Heinz Wever a rencontré cette femme qui a conservé toute sa correspondance de l'époque, qui permet de reconstituer le parcours des Kindertransport, leur intégration dans le pays de refuge, comment les adultes restés en Allemagne leur décrivent la vie quotidienne par parabole, détour d'écriture...
Pour l'historien « philatélique social » , disposer des archives familiales permet de suivre l'histoire d'une famille, dont certains individus pour lesquels ces quelques lignes sont les seules preuves qu'ils ont vécu en Allemagne, le régime nazi ayant tout fait pour en faire disparaître toute trace.
Et Wewer d'insister : il y a eu jusqu'à cinq centaines de « camps » dans Berlin pour le travail industriel forcé, cinq cents lieux d'emprisonnement, combien de milliers de personnes.
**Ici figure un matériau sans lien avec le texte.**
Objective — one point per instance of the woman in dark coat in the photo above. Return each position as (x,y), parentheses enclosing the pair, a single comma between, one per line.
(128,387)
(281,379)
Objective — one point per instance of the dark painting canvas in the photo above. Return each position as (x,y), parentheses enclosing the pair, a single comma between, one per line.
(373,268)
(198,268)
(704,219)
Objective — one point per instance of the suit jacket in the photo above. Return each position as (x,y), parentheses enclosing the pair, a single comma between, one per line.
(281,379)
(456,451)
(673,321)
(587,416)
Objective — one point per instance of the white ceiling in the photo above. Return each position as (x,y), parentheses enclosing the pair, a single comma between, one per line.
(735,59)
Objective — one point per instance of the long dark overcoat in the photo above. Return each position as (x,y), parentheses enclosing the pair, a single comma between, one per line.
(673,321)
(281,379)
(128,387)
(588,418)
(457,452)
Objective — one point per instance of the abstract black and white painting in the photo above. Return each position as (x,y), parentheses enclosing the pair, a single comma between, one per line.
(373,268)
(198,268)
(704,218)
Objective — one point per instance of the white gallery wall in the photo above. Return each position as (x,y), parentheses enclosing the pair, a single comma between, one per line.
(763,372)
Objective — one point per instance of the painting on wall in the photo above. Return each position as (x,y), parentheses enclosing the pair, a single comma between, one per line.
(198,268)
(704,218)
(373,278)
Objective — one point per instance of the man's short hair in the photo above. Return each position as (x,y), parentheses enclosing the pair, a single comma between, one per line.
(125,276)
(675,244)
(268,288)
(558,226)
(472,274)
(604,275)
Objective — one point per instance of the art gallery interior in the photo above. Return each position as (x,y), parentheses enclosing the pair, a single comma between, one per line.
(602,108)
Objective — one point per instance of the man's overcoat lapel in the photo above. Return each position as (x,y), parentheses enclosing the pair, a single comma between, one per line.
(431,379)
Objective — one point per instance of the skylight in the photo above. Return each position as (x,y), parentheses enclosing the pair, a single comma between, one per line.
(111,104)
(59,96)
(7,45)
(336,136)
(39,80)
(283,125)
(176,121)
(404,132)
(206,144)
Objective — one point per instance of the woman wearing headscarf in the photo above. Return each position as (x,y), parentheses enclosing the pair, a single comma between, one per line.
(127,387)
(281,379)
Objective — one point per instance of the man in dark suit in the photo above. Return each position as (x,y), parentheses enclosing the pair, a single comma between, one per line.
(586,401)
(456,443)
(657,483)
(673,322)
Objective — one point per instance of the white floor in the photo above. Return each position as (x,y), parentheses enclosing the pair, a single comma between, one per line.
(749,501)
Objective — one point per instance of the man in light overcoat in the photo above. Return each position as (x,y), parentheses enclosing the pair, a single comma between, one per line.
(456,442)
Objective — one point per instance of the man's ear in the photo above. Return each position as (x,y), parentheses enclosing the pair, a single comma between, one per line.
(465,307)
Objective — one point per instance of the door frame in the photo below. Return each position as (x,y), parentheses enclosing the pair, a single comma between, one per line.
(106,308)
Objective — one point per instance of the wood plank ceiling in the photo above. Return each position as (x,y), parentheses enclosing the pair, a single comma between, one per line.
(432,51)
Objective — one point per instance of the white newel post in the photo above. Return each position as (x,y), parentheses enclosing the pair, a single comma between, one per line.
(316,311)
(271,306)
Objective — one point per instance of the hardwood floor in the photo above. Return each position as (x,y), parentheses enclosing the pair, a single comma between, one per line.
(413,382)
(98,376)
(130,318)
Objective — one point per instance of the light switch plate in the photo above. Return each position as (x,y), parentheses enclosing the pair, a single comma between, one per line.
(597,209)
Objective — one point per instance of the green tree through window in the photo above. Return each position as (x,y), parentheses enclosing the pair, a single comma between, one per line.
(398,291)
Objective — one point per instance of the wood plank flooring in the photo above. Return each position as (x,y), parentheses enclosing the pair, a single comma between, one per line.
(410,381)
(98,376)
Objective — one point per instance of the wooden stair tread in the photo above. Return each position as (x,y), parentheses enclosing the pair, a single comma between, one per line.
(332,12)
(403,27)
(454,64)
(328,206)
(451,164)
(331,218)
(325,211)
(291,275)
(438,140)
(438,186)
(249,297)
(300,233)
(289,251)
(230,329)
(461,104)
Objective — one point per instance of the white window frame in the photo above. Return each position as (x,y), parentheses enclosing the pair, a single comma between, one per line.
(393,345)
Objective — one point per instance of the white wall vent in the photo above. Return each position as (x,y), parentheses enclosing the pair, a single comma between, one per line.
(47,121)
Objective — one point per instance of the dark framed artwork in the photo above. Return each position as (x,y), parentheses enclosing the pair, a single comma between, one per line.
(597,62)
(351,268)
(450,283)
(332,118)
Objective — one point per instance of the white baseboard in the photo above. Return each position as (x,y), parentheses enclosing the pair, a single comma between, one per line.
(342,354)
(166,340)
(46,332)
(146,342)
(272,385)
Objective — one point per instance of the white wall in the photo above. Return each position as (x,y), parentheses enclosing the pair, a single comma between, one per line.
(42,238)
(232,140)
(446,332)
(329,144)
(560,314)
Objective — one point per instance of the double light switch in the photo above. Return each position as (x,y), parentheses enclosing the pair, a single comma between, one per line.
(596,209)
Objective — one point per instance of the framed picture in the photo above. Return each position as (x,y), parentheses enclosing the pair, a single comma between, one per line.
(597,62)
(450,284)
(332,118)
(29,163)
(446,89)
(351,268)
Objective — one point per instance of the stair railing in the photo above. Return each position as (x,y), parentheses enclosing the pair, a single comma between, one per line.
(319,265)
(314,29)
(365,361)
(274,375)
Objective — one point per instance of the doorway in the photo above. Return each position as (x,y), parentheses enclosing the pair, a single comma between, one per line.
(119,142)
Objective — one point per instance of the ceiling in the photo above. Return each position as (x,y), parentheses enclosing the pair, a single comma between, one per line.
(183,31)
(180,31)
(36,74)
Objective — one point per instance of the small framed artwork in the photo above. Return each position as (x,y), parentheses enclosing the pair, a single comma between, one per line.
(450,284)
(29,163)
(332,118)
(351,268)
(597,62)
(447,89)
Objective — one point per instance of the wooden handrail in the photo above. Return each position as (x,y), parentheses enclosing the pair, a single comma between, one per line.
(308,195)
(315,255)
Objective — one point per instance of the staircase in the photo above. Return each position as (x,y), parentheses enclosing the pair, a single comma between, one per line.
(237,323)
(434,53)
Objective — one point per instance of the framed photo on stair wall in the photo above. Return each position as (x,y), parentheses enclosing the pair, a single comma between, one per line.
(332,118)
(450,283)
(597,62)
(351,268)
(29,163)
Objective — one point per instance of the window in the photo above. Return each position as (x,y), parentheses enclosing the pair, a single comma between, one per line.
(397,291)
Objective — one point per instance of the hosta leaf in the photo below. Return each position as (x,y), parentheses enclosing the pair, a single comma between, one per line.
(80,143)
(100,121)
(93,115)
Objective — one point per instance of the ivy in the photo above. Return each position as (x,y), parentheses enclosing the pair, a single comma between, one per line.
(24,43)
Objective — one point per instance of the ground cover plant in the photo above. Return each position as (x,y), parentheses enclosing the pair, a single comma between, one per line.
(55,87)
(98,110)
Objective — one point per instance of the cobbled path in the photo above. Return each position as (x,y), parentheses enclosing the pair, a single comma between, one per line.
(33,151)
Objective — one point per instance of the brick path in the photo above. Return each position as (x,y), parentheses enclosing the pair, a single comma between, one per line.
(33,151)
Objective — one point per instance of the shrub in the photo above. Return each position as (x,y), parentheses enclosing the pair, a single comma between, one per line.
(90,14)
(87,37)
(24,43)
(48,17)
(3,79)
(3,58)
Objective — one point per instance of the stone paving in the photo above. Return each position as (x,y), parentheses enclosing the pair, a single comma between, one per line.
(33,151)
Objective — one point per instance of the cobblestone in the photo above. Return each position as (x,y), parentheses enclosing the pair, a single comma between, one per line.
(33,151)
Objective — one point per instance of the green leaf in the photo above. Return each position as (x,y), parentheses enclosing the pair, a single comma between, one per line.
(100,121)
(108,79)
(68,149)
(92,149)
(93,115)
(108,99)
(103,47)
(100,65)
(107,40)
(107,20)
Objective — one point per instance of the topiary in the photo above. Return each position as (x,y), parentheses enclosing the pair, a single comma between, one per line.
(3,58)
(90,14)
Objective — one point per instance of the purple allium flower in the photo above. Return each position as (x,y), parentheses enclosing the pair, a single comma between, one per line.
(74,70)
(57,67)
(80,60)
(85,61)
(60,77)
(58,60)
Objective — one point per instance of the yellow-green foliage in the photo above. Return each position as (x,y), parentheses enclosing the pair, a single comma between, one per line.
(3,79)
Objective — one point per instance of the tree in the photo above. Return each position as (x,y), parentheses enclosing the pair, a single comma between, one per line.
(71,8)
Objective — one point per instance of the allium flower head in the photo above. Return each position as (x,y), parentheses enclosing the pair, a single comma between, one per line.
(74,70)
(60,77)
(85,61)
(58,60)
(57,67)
Les combats du printemps 1945 et les destructions de leurs archives par les nazis font qu'il n'y a pas assez d'archives restantes pour tous les connaître - les lieux autant que les individus...
... sauf quelques noms sur des cartes postales.
...
Une de mes réflexions pendant cette dernière partie est une que j'ai régulièrement face à la recherche de « la belle marque » par les collectionneurs, une réflexion d'historien : combien d'archives dispersées entre de multiples collectionneurs au lieu de conserver unis des ensembles permettant l'étude de vie individuelle, de relations familiales, de leur quotidien face au contexte politique.
Savoir philatélique ou savoir historique ?
Tel est un de mes dilemmes face à l'acte de collectionner.
Note :
Heinz Wever est l'auteur de deux ouvrages en allemand, édité chez Hentrich & Hentrich :
- „Abgereist, ohne Angabe der Adresse“, Postalische Zeugnisse zu Verfolgung und Terror im Nationalsozialismus, 2017, ISBN 978-3-95565-241-8 ;
- Postalische Zeugnisse zur deutschen Besatzungsherrschaft im Protektorat Böhmen une Mähren, 2018, ISBN 978-3-95565-245-6.